Medical coding can be a very challenging area of the medical billing process. To run a successful practice, you must ensure that you are well-versed in all medical coding rules and regulations. You need to understand the intricacies of medical coding so that you can code claims accurately and avoid any mistakes that may result in a loss of revenue.

You must also be familiar with the latest coding changes and improvements to stay up-to-date. You should never overlook the importance of medical coding, as it is essential to your practice’s success and overall financial stability.

So, outsourcing to a billing company is the best way to go if you want to improve your medical coding and billing processes. We are coding experts and know what your expectations are. We will help you save time and money and eliminate the hassle of ensuring that your coding is correct. We will significantly increase your revenue by lowering coding errors in medical billing and speeding up the workflow process.

 

FAQs

Q1. What are the most frequent coding errors in medical billing while reporting claims?

Ans: Following are the frequent mistakes made while reporting medical claims:

  • Insufficient data.
  • The failure to supply payers with supporting information for claims leads to rejections or delays.
  • Upcoding and errors in primary healthcare coding.
  • Incomplete or incorrect information
  • Incorrect procedure codes or lack of appropriate modifiers.

Q2. How can you prevent coding errors in medical billing?

Ans: You can prevent coding mistakes while billing with the following steps:

  • Ensure that patient information is accurate and aligned with data and do not up code and apply NCCI edits.
  • Employ the most recent medical coding manual and avoid billing duplication.
  • Verify insurance coverage and benefits beforehand, and try to employ a qualified medical biller.

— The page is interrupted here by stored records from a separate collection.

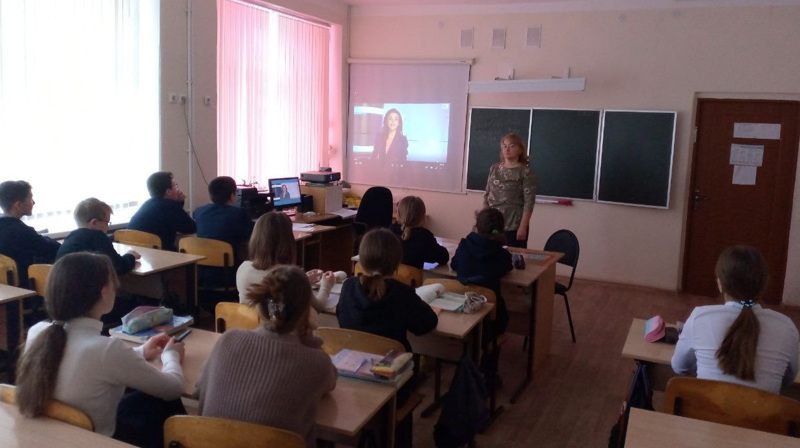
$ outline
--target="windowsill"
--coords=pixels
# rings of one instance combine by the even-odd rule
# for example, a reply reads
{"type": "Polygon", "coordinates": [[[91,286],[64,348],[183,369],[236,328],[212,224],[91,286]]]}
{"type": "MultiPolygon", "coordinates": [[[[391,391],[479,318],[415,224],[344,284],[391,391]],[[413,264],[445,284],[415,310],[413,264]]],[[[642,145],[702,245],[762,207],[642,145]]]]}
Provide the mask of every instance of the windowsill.
{"type": "MultiPolygon", "coordinates": [[[[139,206],[125,207],[114,209],[111,215],[111,225],[108,226],[109,233],[114,230],[124,229],[128,227],[128,223],[133,217],[134,213],[139,210],[139,206]]],[[[50,237],[54,240],[61,240],[66,238],[78,226],[75,224],[75,219],[72,216],[61,215],[54,217],[44,217],[39,219],[23,220],[23,222],[44,236],[50,237]],[[40,229],[54,229],[53,231],[41,232],[40,229]]]]}

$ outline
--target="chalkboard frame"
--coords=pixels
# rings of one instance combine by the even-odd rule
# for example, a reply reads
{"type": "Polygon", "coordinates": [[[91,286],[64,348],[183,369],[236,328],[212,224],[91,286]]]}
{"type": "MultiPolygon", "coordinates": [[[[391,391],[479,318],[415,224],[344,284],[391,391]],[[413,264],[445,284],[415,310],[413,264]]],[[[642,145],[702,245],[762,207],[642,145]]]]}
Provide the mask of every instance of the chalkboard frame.
{"type": "Polygon", "coordinates": [[[675,163],[675,134],[677,131],[678,125],[678,112],[677,111],[669,111],[669,110],[626,110],[626,109],[603,109],[602,111],[602,131],[600,133],[600,152],[597,157],[597,175],[596,181],[597,185],[595,187],[595,201],[600,204],[615,204],[615,205],[629,205],[633,207],[643,207],[643,208],[656,208],[662,210],[669,209],[670,203],[670,196],[672,193],[672,169],[675,163]],[[666,114],[672,116],[672,130],[671,130],[671,138],[669,144],[669,170],[667,171],[667,176],[665,179],[665,187],[666,187],[666,196],[663,205],[653,205],[653,204],[643,204],[643,203],[636,203],[636,202],[629,202],[629,201],[611,201],[611,200],[604,200],[601,199],[601,185],[603,185],[602,179],[602,163],[603,163],[603,150],[605,145],[606,139],[606,115],[608,113],[634,113],[634,114],[666,114]]]}
{"type": "MultiPolygon", "coordinates": [[[[569,199],[572,201],[582,201],[582,202],[596,202],[597,201],[597,192],[598,192],[598,176],[599,176],[599,169],[600,169],[600,142],[603,134],[603,109],[580,109],[580,108],[568,108],[568,107],[534,107],[531,108],[531,129],[528,132],[528,156],[531,159],[531,169],[536,172],[536,169],[532,166],[534,163],[534,158],[530,152],[530,148],[533,146],[531,143],[533,141],[533,125],[536,121],[536,112],[537,111],[547,111],[547,112],[589,112],[593,114],[597,114],[597,124],[593,127],[594,131],[596,132],[595,140],[594,140],[594,167],[592,173],[592,193],[591,197],[578,197],[578,196],[571,196],[571,195],[549,195],[540,191],[540,185],[537,185],[537,192],[536,196],[543,199],[569,199]]],[[[537,175],[538,177],[538,175],[537,175]]]]}

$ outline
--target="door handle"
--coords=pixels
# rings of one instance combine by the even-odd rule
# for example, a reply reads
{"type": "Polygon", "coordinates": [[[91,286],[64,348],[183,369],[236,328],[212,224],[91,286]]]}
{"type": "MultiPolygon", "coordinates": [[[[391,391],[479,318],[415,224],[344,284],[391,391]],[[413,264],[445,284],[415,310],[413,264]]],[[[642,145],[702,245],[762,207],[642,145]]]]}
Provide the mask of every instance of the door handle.
{"type": "Polygon", "coordinates": [[[709,200],[710,198],[709,198],[709,197],[707,197],[707,196],[703,196],[702,194],[700,194],[700,190],[694,190],[694,196],[692,197],[692,199],[693,199],[692,206],[693,206],[693,208],[694,208],[695,210],[697,210],[698,208],[700,208],[700,203],[701,203],[701,202],[703,202],[703,201],[707,201],[707,200],[709,200]]]}

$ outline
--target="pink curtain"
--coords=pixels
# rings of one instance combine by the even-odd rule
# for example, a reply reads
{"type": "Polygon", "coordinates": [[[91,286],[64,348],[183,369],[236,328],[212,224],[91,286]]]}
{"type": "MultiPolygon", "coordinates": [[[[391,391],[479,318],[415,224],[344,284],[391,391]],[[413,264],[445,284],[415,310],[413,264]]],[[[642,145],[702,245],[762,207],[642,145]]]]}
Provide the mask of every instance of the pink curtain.
{"type": "Polygon", "coordinates": [[[217,4],[218,173],[265,186],[317,169],[328,141],[329,29],[217,4]]]}

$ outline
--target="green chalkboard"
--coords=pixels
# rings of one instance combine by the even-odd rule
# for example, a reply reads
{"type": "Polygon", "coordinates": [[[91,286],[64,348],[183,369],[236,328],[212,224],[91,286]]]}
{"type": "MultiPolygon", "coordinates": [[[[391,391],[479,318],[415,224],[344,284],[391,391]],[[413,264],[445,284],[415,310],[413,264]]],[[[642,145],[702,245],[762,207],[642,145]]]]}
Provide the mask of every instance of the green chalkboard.
{"type": "Polygon", "coordinates": [[[489,168],[500,161],[500,139],[515,132],[527,142],[531,109],[490,109],[474,107],[469,116],[467,190],[484,191],[489,168]]]}
{"type": "Polygon", "coordinates": [[[669,207],[675,112],[603,113],[599,202],[669,207]]]}
{"type": "Polygon", "coordinates": [[[534,109],[531,169],[537,196],[594,199],[599,110],[534,109]]]}

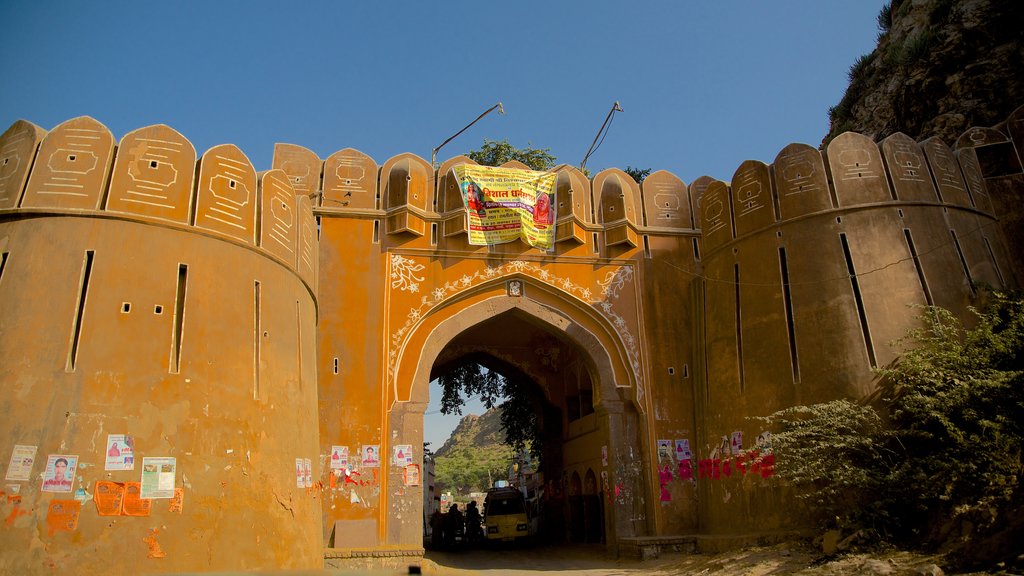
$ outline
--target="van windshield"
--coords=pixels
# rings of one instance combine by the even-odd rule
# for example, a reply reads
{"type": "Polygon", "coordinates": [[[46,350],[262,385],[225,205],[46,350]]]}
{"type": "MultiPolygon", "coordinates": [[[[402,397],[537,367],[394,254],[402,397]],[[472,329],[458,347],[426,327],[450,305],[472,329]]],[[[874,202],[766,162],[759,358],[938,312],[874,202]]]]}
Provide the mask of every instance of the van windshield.
{"type": "Polygon", "coordinates": [[[486,504],[484,514],[488,515],[523,514],[526,512],[521,498],[495,498],[488,500],[486,504]]]}

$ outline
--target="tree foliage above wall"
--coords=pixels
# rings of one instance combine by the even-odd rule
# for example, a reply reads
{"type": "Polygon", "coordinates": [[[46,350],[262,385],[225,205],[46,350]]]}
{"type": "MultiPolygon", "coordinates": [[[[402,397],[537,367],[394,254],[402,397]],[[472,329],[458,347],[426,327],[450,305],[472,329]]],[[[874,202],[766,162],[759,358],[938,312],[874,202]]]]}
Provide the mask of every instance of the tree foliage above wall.
{"type": "Polygon", "coordinates": [[[526,164],[531,170],[550,170],[555,165],[555,156],[550,148],[516,148],[508,140],[488,140],[476,150],[466,153],[477,164],[484,166],[501,166],[505,162],[517,160],[526,164]]]}

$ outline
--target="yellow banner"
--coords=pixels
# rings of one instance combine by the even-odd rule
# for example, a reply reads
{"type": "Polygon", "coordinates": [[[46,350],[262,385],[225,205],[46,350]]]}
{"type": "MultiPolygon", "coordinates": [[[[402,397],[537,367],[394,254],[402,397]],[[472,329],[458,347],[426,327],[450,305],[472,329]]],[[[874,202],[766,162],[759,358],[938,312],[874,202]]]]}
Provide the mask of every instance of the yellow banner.
{"type": "Polygon", "coordinates": [[[452,168],[466,206],[469,243],[521,239],[534,248],[555,245],[554,172],[459,164],[452,168]]]}

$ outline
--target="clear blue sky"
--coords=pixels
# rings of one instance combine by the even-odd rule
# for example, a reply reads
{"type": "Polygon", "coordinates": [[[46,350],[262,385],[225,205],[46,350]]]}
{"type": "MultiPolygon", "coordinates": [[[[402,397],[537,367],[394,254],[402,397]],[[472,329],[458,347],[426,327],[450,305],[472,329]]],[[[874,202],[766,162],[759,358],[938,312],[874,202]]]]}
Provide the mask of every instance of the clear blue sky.
{"type": "Polygon", "coordinates": [[[275,142],[378,164],[483,138],[588,161],[730,179],[790,142],[818,145],[882,0],[0,2],[0,130],[79,115],[116,138],[165,123],[198,152],[275,142]]]}
{"type": "MultiPolygon", "coordinates": [[[[402,152],[429,160],[500,101],[504,116],[439,160],[507,138],[579,164],[619,101],[594,173],[728,180],[744,160],[820,143],[846,71],[874,48],[882,4],[5,0],[0,130],[88,115],[118,139],[163,123],[199,154],[234,143],[257,170],[275,142],[321,158],[352,147],[383,164],[402,152]]],[[[457,417],[431,418],[436,449],[457,417]]]]}

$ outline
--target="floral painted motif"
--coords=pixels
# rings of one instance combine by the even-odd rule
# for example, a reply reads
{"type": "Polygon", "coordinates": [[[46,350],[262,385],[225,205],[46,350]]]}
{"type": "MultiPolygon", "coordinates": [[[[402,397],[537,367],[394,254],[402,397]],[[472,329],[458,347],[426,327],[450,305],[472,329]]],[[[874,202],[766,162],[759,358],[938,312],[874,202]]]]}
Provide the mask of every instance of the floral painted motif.
{"type": "MultiPolygon", "coordinates": [[[[424,268],[425,265],[418,264],[411,258],[392,254],[391,287],[408,292],[418,292],[419,283],[423,282],[423,278],[417,276],[416,272],[419,272],[424,268]]],[[[439,286],[431,290],[429,295],[423,295],[420,299],[420,305],[416,308],[411,308],[407,313],[405,324],[391,334],[388,345],[388,379],[392,380],[395,376],[398,354],[402,348],[403,342],[408,335],[412,333],[415,324],[426,316],[431,308],[441,304],[446,298],[468,290],[475,285],[494,280],[495,278],[507,274],[517,273],[531,276],[542,282],[560,288],[562,291],[579,298],[591,306],[594,306],[605,318],[609,320],[609,322],[611,322],[612,326],[622,338],[622,342],[626,348],[626,354],[629,357],[629,363],[633,368],[634,374],[637,376],[637,400],[639,401],[639,405],[643,406],[644,387],[642,385],[640,355],[637,349],[637,340],[629,331],[629,324],[626,322],[626,319],[615,311],[614,305],[612,304],[612,300],[617,300],[620,293],[625,289],[626,284],[633,279],[633,269],[629,266],[620,266],[618,269],[608,272],[604,279],[597,283],[598,286],[594,288],[579,286],[568,278],[561,278],[556,274],[552,274],[548,270],[542,269],[533,262],[526,262],[523,260],[513,260],[499,266],[487,266],[483,271],[478,270],[472,274],[463,274],[460,278],[454,281],[448,281],[444,286],[439,286]],[[598,296],[595,297],[595,294],[598,296]]]]}
{"type": "Polygon", "coordinates": [[[423,282],[423,277],[417,276],[416,273],[423,270],[423,264],[417,264],[409,258],[405,258],[399,254],[391,255],[391,287],[398,288],[399,290],[408,290],[409,292],[419,292],[420,282],[423,282]]]}

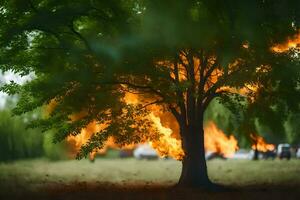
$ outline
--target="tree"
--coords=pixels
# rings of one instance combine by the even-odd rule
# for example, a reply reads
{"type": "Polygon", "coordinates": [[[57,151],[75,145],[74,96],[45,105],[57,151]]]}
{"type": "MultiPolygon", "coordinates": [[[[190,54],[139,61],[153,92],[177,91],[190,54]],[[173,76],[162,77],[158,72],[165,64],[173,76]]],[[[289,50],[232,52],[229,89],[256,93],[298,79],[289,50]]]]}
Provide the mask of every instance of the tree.
{"type": "Polygon", "coordinates": [[[298,141],[300,139],[299,134],[299,123],[297,123],[299,119],[299,113],[293,113],[288,117],[288,120],[285,123],[285,129],[286,129],[286,140],[287,142],[299,145],[298,141]]]}
{"type": "Polygon", "coordinates": [[[24,130],[24,118],[12,117],[10,111],[0,109],[0,161],[36,158],[44,154],[43,135],[39,130],[24,130]]]}
{"type": "Polygon", "coordinates": [[[179,126],[185,154],[179,185],[211,188],[203,120],[213,99],[230,108],[248,134],[254,116],[299,108],[299,60],[271,49],[297,33],[298,6],[272,0],[2,2],[1,68],[36,74],[24,86],[2,90],[20,94],[16,114],[53,104],[32,126],[56,129],[56,141],[93,121],[103,124],[79,158],[111,136],[120,145],[157,139],[147,118],[156,105],[179,126]],[[140,102],[127,103],[127,93],[140,102]]]}

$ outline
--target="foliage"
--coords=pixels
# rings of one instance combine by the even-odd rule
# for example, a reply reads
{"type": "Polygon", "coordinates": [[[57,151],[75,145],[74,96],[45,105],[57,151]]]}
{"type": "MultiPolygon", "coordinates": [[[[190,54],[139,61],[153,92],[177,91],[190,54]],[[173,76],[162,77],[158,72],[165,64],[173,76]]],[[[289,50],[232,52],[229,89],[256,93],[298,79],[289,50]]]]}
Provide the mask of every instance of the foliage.
{"type": "MultiPolygon", "coordinates": [[[[249,148],[251,140],[249,140],[248,134],[239,130],[242,118],[242,114],[233,114],[230,109],[215,99],[205,111],[204,124],[213,121],[225,134],[234,135],[240,148],[249,148]]],[[[257,133],[261,134],[262,132],[257,131],[257,133]]]]}
{"type": "Polygon", "coordinates": [[[69,158],[68,146],[66,143],[53,143],[53,132],[44,135],[43,156],[50,160],[64,160],[69,158]]]}
{"type": "MultiPolygon", "coordinates": [[[[275,112],[275,114],[279,114],[275,112]]],[[[222,129],[226,134],[234,134],[239,140],[239,147],[249,148],[252,140],[249,138],[248,134],[244,134],[240,131],[241,118],[244,116],[234,115],[228,108],[220,104],[217,100],[214,100],[209,105],[205,113],[205,122],[214,121],[217,126],[222,129]]],[[[279,121],[277,124],[266,124],[259,120],[259,118],[254,117],[253,132],[263,136],[267,142],[273,144],[279,143],[290,143],[299,144],[299,114],[289,113],[284,120],[279,121]],[[276,129],[276,127],[282,127],[283,130],[276,129]],[[274,128],[275,127],[275,128],[274,128]],[[282,131],[282,132],[279,132],[282,131]]]]}
{"type": "Polygon", "coordinates": [[[299,114],[291,114],[288,117],[285,125],[287,142],[299,145],[300,143],[300,116],[299,114]]]}
{"type": "Polygon", "coordinates": [[[43,155],[43,135],[39,130],[25,127],[24,118],[12,117],[8,110],[0,110],[0,161],[43,155]]]}
{"type": "Polygon", "coordinates": [[[173,114],[181,138],[202,130],[203,114],[215,98],[238,116],[238,130],[245,134],[254,131],[256,119],[284,134],[283,113],[299,111],[299,57],[270,49],[297,33],[297,0],[0,5],[1,69],[36,74],[24,86],[2,87],[20,95],[14,113],[54,102],[49,117],[31,126],[54,129],[55,141],[79,134],[94,120],[106,125],[80,158],[109,136],[120,145],[155,138],[146,131],[152,128],[145,117],[150,104],[173,114]],[[128,105],[128,92],[137,93],[140,104],[128,105]]]}
{"type": "Polygon", "coordinates": [[[0,161],[46,157],[51,160],[68,158],[65,143],[53,143],[53,132],[26,129],[31,114],[12,116],[10,109],[0,110],[0,161]]]}

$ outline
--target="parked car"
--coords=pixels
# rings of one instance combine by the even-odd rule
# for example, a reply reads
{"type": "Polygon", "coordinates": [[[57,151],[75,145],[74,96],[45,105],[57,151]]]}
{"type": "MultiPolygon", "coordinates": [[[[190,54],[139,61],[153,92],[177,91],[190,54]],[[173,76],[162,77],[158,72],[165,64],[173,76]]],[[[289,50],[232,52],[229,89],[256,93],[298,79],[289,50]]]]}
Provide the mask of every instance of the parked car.
{"type": "Polygon", "coordinates": [[[263,156],[263,159],[269,159],[269,158],[271,158],[271,159],[274,160],[276,158],[276,151],[275,150],[274,151],[268,150],[266,152],[263,152],[262,156],[263,156]]]}
{"type": "Polygon", "coordinates": [[[249,156],[250,152],[249,150],[246,150],[246,149],[240,149],[238,150],[237,152],[234,153],[234,155],[232,157],[229,157],[230,159],[250,159],[250,156],[249,156]]]}
{"type": "Polygon", "coordinates": [[[149,144],[141,144],[134,151],[133,156],[137,159],[158,159],[157,152],[149,144]]]}
{"type": "Polygon", "coordinates": [[[291,145],[289,144],[279,144],[277,147],[277,156],[280,159],[286,158],[291,159],[291,145]]]}

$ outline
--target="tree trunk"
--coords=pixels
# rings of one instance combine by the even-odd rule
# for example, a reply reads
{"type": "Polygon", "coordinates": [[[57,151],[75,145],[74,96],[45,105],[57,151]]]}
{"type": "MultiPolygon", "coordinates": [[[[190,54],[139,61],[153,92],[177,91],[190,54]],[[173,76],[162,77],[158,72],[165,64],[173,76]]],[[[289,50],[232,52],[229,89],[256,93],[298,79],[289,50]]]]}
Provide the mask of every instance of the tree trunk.
{"type": "Polygon", "coordinates": [[[205,160],[203,125],[199,128],[189,128],[181,135],[185,157],[182,160],[178,185],[180,187],[211,187],[212,183],[207,175],[205,160]]]}
{"type": "Polygon", "coordinates": [[[253,160],[258,160],[259,159],[259,152],[257,149],[257,144],[255,146],[255,150],[254,150],[254,155],[253,155],[253,160]]]}

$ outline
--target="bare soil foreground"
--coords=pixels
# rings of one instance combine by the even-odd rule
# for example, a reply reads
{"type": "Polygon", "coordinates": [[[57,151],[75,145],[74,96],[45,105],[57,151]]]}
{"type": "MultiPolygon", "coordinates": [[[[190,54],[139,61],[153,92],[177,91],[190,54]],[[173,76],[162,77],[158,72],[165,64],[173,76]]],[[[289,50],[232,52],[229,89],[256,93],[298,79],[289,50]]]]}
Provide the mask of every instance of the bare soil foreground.
{"type": "Polygon", "coordinates": [[[224,192],[178,189],[174,160],[0,163],[0,199],[300,199],[300,160],[208,162],[224,192]]]}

Q3. What are the consequences of inaccurate medical billing coding?

Ans: Inaccurate medical billing coding will result in the following:

  • Reimbursement delays.
  • Denials or partial payment.
  • Build up a stockpile of delayed payments, which could make your medical practice overwhelmed with paperwork, stress, and lost earnings.

Q4. What harm might come from using incorrect codes while treating a patient?

Ans: The wrong action can be taken if codes are misread because a patient’s health is at stake if incorrect diagnoses are submitted. One misstep in the adjustment might shift the focus of the operation to a different area. Extra CPT codes may add up to an extra bill for the patient.

Q5. What use do CPT codes serve?

Ans: The Current Procedural Terminology (CPT) codes provide physicians and healthcare providers with a standardized language for recording medical services and procedures to expedite reporting, improve accuracy, and increase productivity.